I liked that he had them work on the first two parts sepreately before having them try it together. Trying to do it all together first can be confusing for students, but breaking it down should allow them to see how both motions combined make it difficult for the aggressor to keep his balance.


----------



## Jenna (Sep 12, 2011)

Thank you for posting your videos.

I have always relished this technique because for me it encapsulates the simple unbalancing effectiveness of Aikido. This is often the same simple unbalancing effectiveness that causes laypersons to grumble about compliant uke, and but as with all Aikido, to feel is to know


----------



## Samurai Strokes (Sep 13, 2011)

You're very welcome Jenna. I've been very fortunate that Sensei has allowed me to videotape him as well as his assistant instructors. Feel free to visit the dojo's YouTube channel for more videos by clicking on the link below.

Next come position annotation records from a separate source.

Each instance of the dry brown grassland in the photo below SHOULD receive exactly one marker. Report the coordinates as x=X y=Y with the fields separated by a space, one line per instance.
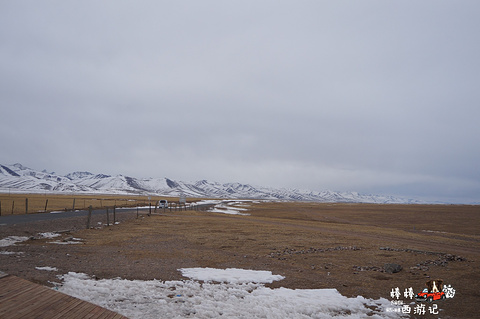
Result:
x=314 y=245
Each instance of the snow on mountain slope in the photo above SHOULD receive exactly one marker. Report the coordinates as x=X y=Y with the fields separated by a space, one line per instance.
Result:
x=20 y=178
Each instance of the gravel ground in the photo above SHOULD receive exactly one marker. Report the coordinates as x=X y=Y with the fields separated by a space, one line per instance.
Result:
x=312 y=248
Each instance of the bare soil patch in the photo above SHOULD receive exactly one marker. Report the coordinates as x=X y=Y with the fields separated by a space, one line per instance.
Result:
x=342 y=246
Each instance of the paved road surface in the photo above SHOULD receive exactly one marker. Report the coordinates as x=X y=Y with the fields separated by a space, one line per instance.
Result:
x=19 y=219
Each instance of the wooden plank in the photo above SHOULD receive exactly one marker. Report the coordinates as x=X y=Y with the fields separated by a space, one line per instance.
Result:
x=20 y=298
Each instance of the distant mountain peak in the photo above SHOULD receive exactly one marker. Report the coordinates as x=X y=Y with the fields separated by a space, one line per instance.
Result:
x=25 y=179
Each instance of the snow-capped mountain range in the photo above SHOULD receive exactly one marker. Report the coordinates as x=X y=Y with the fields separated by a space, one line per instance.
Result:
x=19 y=178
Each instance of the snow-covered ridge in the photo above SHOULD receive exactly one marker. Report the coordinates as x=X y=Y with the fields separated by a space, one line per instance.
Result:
x=23 y=179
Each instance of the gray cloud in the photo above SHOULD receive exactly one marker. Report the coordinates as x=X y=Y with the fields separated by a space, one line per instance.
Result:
x=372 y=96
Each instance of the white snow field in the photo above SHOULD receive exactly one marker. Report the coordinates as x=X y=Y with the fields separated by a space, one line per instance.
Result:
x=213 y=295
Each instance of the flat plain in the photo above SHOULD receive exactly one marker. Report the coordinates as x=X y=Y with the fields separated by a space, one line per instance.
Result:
x=314 y=245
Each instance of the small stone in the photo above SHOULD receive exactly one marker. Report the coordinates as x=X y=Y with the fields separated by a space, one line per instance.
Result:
x=392 y=268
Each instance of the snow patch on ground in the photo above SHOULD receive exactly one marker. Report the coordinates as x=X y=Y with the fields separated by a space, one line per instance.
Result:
x=47 y=268
x=12 y=240
x=237 y=297
x=230 y=275
x=10 y=253
x=49 y=235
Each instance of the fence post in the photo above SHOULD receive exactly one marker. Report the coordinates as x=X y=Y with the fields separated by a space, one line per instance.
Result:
x=89 y=216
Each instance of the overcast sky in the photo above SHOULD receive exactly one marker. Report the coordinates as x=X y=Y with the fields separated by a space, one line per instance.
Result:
x=378 y=97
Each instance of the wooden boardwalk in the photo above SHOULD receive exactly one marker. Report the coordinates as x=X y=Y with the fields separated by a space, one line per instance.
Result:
x=23 y=299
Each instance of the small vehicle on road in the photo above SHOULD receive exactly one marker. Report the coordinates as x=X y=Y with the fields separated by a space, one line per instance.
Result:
x=162 y=203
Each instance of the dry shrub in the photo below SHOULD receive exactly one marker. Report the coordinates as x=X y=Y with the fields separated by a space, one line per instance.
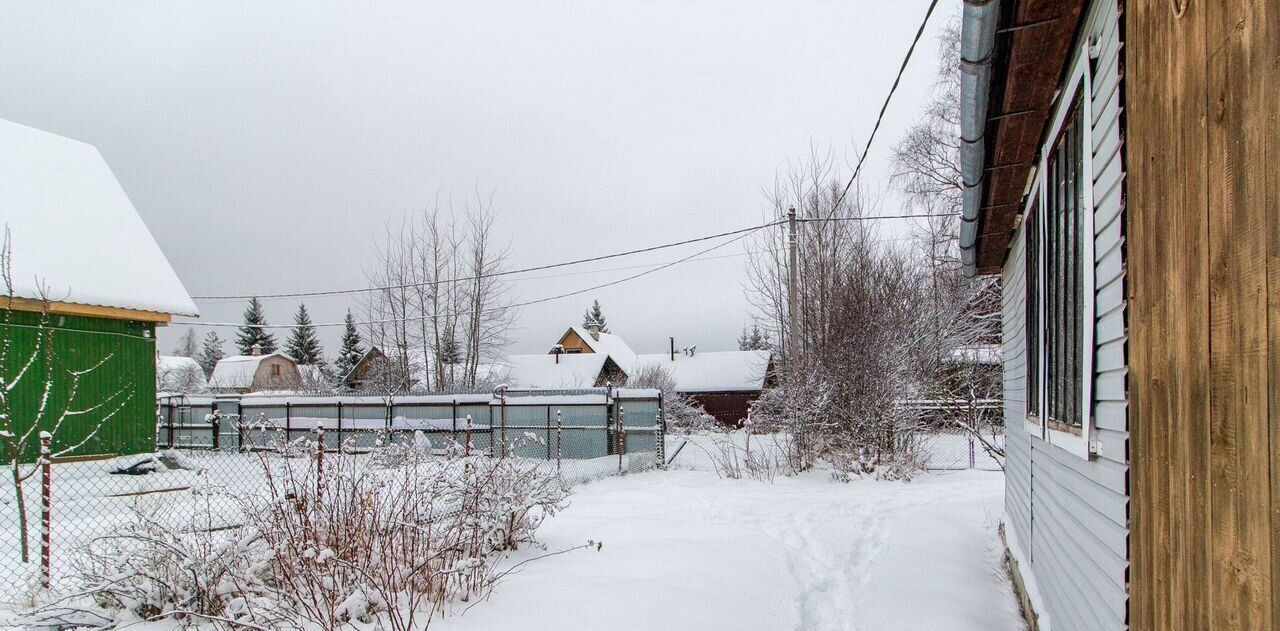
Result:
x=330 y=540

http://www.youtube.com/user/accphiladelphia


----------



## Samurai Strokes (Sep 14, 2011)

New clip!!!

Aikido of Center City's assistant instructor John Gribben: 
Udekimenage (Katatetori Ai-Hanmi) 






Strokes


----------



## Jenna (Sep 15, 2011)

It is nice to see your dojo in action.  Mind the buckets though!


----------



## Samurai Strokes (Sep 16, 2011)

Will do Jenna!!! Rusty colored water on a gi would not be good.


----------